Last week Williams-Sonoma  (WSM)  reported a lackluster third quarter and guided to a lousy fourth quarter. In the last one-year period, the shares are down 18%. Don't get burned by Williams-Sonoma.

Williams-Sonoma, which currently trades around $55, reported third-quarter earnings of 78 cents per share, 1 cent better than the consensus estimate. Revenue rose 1.1% to $1.25 billion versus the $1.26 billion estimate.

Same-store sales were especially weak. The company said comparable-store sales decreased 0.4% compared to 4.5% in the third quarter last year. Analysts were expecting comps of 1.4%.

I found Pottery Barn results especially disappointing. Pottery Barn represents about 43% of total revenue and comps declined 4.6%. That was especially disappointing considered comps declined 4.9% in the second quarter. Pottery Barn Kids comps fell 10%.

Ecommerce revenue increased 3.3% to $649 million. E-commerce generated 52% of total company sales, up from 51% in the year earlier quarter. Operating margin was 8.8%, down 20 basis points. Inventories fell 3.5% to $1.06 billion.
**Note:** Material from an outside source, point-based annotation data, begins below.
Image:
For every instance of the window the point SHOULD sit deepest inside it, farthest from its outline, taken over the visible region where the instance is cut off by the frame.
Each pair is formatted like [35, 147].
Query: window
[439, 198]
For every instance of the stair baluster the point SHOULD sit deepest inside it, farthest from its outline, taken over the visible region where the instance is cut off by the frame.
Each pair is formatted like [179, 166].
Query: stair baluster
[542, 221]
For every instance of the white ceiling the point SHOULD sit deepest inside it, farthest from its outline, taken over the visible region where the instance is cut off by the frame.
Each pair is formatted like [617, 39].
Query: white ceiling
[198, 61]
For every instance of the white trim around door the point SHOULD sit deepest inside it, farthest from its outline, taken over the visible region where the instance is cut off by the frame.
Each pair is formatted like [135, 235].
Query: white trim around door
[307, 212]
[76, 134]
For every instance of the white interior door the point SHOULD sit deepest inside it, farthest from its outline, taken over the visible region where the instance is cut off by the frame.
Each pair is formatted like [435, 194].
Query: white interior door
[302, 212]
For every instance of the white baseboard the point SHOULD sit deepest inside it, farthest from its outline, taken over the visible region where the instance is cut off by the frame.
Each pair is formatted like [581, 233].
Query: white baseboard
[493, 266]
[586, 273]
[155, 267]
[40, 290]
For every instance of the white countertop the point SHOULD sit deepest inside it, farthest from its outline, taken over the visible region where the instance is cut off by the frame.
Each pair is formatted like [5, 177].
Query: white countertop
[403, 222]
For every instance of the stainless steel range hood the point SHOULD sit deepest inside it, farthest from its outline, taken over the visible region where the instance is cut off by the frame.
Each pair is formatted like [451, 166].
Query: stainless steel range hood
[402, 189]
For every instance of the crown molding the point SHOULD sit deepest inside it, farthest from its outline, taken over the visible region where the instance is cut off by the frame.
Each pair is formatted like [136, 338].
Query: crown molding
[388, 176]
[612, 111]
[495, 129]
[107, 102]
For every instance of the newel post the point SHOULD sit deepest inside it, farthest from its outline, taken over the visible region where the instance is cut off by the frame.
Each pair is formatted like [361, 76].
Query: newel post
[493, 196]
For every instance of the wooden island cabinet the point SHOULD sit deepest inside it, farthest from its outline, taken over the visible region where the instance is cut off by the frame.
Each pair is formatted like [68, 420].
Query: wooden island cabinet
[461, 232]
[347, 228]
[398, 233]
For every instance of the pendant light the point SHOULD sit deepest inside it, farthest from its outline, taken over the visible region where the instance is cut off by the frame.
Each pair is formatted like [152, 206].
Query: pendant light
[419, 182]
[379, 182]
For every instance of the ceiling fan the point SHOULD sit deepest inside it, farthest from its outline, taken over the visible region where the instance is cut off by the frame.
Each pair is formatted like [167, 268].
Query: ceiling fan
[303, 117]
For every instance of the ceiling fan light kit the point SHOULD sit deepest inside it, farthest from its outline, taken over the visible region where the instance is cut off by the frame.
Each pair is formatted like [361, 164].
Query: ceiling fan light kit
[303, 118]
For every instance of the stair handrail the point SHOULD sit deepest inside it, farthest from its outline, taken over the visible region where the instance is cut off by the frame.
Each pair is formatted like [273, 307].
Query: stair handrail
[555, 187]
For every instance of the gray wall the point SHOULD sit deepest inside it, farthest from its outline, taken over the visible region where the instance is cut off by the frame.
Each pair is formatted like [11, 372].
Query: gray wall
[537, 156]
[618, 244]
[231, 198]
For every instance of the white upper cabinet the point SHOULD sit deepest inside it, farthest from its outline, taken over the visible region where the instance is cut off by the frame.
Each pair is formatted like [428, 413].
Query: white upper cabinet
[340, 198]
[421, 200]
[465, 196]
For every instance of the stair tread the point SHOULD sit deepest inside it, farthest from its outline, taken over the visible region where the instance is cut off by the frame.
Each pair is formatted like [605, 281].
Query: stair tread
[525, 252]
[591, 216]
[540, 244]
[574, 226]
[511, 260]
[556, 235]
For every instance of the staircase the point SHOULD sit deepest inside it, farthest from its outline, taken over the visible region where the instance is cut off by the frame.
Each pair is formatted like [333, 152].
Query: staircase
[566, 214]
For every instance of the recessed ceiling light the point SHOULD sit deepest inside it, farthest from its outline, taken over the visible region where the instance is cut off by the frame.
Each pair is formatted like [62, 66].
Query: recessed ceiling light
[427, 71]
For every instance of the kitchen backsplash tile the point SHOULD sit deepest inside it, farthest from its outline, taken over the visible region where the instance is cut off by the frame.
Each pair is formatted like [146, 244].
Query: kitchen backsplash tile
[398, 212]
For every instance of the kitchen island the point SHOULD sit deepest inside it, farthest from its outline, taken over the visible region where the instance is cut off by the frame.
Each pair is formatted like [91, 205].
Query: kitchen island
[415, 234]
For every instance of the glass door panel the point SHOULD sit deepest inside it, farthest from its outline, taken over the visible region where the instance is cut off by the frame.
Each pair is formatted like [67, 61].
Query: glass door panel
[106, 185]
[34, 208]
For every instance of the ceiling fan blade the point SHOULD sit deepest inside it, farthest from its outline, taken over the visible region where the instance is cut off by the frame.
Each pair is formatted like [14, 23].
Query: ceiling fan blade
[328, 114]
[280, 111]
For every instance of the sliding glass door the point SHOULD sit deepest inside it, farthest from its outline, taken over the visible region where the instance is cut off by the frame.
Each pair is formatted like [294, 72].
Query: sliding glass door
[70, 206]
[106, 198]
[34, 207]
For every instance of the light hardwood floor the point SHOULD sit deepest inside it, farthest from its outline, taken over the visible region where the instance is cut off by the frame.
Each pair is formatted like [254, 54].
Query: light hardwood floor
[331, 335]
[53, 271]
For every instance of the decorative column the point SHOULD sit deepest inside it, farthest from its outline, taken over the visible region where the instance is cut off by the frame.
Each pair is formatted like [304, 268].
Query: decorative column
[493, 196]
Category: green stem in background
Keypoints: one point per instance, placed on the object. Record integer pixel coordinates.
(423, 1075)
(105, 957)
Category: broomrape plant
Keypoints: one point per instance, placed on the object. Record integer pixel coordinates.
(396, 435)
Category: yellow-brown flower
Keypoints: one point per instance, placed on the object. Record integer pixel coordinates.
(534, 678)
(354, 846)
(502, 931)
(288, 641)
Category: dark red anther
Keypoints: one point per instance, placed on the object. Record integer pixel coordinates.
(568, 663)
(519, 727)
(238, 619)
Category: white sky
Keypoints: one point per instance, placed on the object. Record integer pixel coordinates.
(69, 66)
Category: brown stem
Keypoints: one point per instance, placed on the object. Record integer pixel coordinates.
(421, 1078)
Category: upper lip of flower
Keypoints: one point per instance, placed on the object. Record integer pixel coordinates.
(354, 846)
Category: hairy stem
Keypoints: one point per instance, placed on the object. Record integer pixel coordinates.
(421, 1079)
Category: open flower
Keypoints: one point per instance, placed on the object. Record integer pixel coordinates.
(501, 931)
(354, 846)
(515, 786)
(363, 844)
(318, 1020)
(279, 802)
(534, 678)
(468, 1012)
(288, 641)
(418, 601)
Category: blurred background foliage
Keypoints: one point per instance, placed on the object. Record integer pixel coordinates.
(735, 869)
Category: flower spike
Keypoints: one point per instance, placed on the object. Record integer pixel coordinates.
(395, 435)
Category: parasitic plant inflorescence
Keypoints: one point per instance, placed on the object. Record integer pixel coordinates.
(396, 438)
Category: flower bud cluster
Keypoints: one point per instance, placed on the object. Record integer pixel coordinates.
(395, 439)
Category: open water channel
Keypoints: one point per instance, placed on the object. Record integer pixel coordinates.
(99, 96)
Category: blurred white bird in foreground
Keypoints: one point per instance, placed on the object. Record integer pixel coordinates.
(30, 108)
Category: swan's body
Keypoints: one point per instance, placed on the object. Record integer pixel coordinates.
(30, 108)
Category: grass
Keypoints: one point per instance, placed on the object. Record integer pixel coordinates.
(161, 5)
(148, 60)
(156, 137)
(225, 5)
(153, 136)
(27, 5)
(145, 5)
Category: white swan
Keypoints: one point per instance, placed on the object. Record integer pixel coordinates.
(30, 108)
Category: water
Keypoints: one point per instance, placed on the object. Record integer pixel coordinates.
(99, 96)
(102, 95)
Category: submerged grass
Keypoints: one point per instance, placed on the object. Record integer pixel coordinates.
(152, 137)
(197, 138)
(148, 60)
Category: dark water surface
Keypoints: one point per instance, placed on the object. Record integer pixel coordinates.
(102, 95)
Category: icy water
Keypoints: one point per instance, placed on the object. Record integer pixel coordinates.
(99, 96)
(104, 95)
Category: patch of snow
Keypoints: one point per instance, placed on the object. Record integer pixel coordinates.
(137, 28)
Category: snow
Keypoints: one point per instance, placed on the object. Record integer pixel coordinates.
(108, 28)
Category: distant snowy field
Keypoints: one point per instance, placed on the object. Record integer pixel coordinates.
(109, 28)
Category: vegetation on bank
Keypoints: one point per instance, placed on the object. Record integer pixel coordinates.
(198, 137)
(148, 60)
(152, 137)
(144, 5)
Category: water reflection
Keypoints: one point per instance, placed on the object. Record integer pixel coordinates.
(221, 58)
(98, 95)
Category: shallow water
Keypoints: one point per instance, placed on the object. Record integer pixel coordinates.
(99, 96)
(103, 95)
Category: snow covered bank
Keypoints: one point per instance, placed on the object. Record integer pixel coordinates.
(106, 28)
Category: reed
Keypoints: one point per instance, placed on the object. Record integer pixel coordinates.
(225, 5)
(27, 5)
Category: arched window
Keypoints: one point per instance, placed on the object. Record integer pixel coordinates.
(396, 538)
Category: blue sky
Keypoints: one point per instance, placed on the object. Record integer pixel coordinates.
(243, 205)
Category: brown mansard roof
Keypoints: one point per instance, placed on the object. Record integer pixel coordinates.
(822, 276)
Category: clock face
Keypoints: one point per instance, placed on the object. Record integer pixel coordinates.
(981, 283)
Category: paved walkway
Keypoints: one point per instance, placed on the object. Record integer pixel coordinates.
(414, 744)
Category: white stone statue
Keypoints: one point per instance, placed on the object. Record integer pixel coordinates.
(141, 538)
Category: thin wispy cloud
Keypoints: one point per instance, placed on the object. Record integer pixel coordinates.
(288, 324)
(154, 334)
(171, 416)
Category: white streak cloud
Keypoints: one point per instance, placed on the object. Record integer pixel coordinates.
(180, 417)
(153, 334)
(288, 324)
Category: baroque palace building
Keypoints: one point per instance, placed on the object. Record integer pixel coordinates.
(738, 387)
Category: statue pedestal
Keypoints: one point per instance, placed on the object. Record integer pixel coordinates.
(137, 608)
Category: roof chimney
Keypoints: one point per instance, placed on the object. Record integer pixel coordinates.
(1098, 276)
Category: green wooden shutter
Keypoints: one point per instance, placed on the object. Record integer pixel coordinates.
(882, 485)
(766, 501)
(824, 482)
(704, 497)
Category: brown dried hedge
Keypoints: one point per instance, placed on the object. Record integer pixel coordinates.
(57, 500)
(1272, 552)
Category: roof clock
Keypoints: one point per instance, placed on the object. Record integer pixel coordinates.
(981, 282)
Management cut fourth-quarter and full-year guidance. Williams-Sonoma sees fourth-quarter earnings between $1.45 and $1.55 per share. For the year, analysts are forecasting earnings of $3.46 on a 1.2% to 1.5% comp.

Shares of Williams-Sonoma have been weak all year. The stock is down nearly 7% and after the third quarter report it doesn't look like the stock can go higher any time soon.

In fact, in my opinion, I think Williams-Sonoma is worth only $40 per share. Analysts are looking for fiscal 2017 earnings of $3.74, up 4% -- which looks high. To hit that estimate, comps would have to return to the 4%-5% range and that doesn't seem realistic right now.

If you assume 1% comps, earnings would be flat between 2016 and 2017. Under that scenario, revenue would be lucky to grow 2%. In other words, WSM would most likely report earnings of $3.35 in 2016 and $3.36 next year.

That kind of earnings "growth" is only worth 11 to 12 times forward estimates, hence my $40 target. 

No positions in any stocks mentioned.